Can you picture it? W. Schillig USA gives retailers, designers a 3D animator to customize seating
During the recent High Point Market, W. Schillig USA rolled out a new high-tech product selection tool to help consumers better picture how its products will look in their home. The company also featured new seating groups with consumer-friendly comfort options. And it presented it all in a smaller showroom that illustrates to retailers how they, too, can carry a full line of Schillig products in less real estate.
The 220 Elm St. showroom featured the Dante chair, a curvy swivel with power reclining feature, and the Valentino, a sofa sectional with a slider function that provides roomier seating for people with bigger or taller frames. Baseball stitching on the Valentino cushions adds a nice detail. Also on display: the Wilson group, with deep tufting and angled legs.
Schillig’s seating options are available in a wide variety of leather grades and colors, as well fabrics from five upholstery groups. Which brings us to the tech Schillig is touting.

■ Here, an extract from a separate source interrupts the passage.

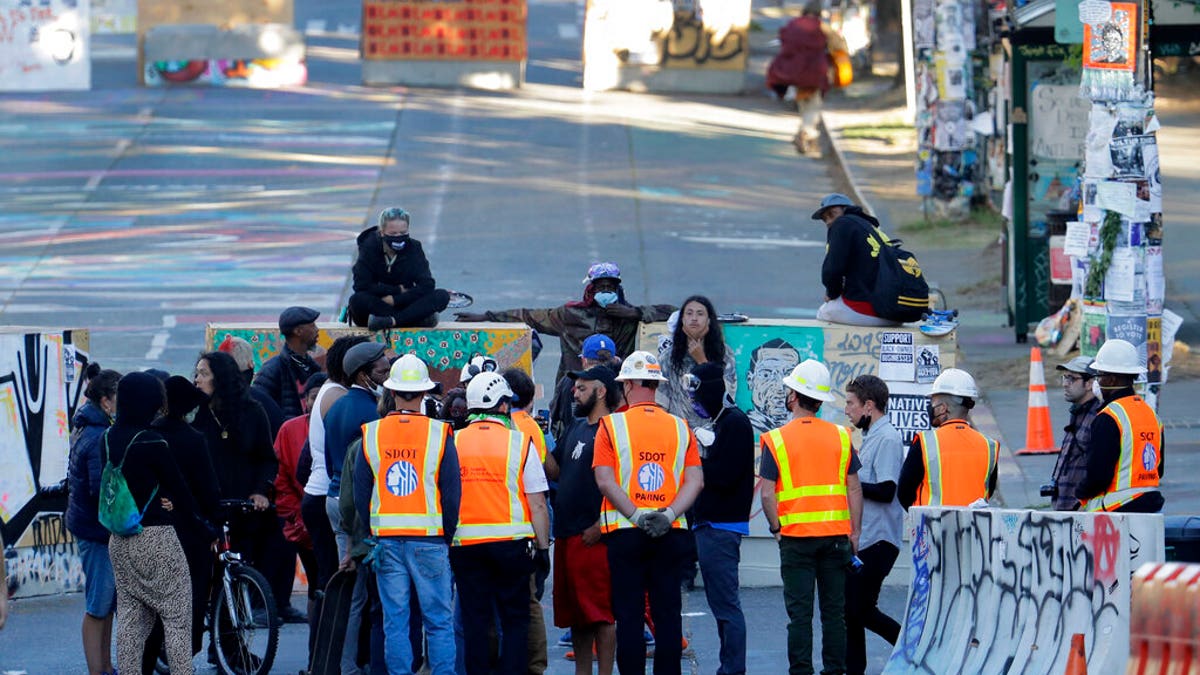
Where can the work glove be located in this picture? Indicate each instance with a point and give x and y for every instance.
(640, 515)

See it in the home — and in action
After successfully using the tool in Europe for a few years, Schillig unveiled its 3D Augmented Reality Configurator to the U.S. market. Designed for use by retailers, interior designers and consumers, the configurator allows the user to choose a seating group, customize the modules into various configurations, select the cover fabric or leather, and choose other details, such as leg height. Once customized, users can view the seating group in their own room (thanks to an in-app video function), giving them a 360-degree view of the pieces in their space, along with dimensions. If a seating module has motion functions, the tool will animate the moving pieces. When used in conjunction with traditional fabric and leather swatches, users can get a good sense of the look and feel of the final customized order.

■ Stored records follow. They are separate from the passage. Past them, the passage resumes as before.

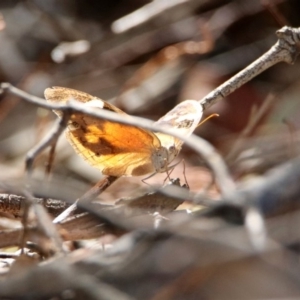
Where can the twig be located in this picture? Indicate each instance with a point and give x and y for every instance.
(285, 50)
(14, 205)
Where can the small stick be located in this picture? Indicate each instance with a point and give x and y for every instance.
(285, 50)
(50, 139)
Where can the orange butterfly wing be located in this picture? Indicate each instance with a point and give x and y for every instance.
(114, 148)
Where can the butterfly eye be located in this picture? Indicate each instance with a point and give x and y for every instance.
(73, 125)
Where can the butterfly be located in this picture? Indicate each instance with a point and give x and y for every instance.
(123, 150)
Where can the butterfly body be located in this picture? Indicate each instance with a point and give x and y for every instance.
(117, 149)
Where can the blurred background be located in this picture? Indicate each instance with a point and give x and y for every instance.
(145, 57)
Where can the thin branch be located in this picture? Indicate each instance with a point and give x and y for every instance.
(49, 140)
(285, 50)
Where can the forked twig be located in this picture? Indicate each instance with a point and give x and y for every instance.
(49, 140)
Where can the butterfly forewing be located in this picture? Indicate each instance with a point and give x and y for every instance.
(114, 148)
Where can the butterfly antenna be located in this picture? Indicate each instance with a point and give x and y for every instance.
(184, 175)
(207, 118)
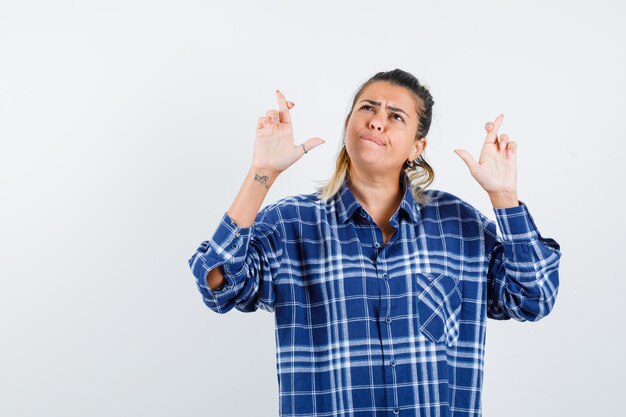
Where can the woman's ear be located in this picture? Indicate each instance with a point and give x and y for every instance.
(418, 147)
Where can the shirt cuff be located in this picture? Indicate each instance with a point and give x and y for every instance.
(516, 223)
(227, 248)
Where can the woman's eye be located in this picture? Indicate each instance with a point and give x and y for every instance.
(393, 115)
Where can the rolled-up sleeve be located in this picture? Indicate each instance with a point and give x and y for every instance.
(249, 258)
(523, 266)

The configurator is free to use and available on the company’s website. All it takes is a smartphone. Once users make their choices, they can create a PDF with all the product details and place an order.

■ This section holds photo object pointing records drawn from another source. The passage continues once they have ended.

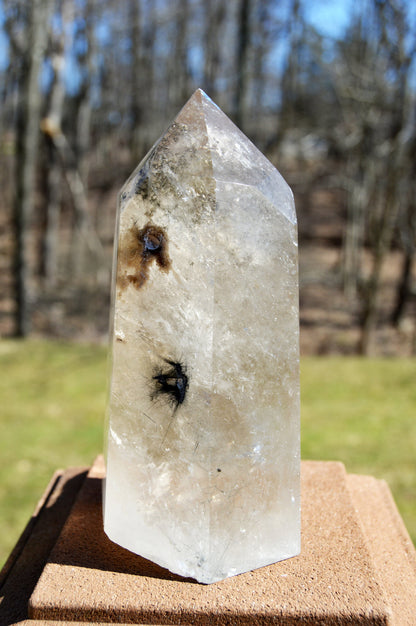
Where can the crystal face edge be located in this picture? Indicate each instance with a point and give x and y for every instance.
(228, 414)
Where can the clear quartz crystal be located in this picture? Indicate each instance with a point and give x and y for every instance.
(203, 418)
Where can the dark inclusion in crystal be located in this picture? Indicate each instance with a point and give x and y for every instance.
(141, 185)
(138, 249)
(172, 382)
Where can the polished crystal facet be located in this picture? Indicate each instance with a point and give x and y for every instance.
(203, 426)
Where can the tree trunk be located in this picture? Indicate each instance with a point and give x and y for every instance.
(243, 42)
(403, 289)
(26, 153)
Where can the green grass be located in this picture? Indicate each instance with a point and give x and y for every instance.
(52, 395)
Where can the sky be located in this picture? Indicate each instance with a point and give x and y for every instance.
(328, 16)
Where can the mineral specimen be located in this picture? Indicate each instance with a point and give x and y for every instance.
(203, 424)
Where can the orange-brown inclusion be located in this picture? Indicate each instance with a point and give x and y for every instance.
(138, 249)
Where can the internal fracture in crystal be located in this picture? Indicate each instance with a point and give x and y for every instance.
(203, 419)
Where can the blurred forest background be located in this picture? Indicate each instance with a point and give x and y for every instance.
(87, 86)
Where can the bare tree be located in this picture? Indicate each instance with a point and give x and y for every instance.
(26, 153)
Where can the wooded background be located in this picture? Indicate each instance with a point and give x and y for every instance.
(87, 86)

“We have so many different options for the end consumer that it can become a challenge using a piece of paper to try to design and create all these different configurations to determine the perfect product for each consumer,” says David Most, vice president of sales for W. Schillig USA. “The configurator allows them to actually see the product in their homes.”
Retail sales associates can use the technology to assist customers in making choices in-store. Designers can use it to show clients how a seating group will look in their space and consumers can use it when shopping online on their own. The easy-to-use configurator walks users through the entire process, making it “pretty much foolproof,” Most says.
“When you do as many special orders as we do, you want to make sure the customer has the perfect product in their home,” Most says. “This is really about making sure they get the right product.”
A smaller footprint but still all the products
The tool is one reason the manufacturer was able to move into a smaller space for the spring market in High Point, Most says. The company doesn’t need a massive showroom to demonstrate to marketgoers all the products it has to offer when it can show them through the configurator.
“If I’m a retailer, I can have one particular configuration on the floor and take it, with this tool, and turn it into several thousand designs without having to have multiple groups on the floor,” Most says.
W. Schillig USA is part of Willi Schillig Polstermöbelwerke GmbH & Co. KG, based in Ebersdorf, Germany.
In Europe, users can use the configuration tool to select virtually any of the company’s products, whether produced on the continent or at plants in China. In the United States, at least for now, it’s available for use with Schillig products manufactured at its European plants. That’s part of a corporate decision to service U.S. customers through European factories to shorten delivery times. In early April, delivery estimates were running at about eight weeks.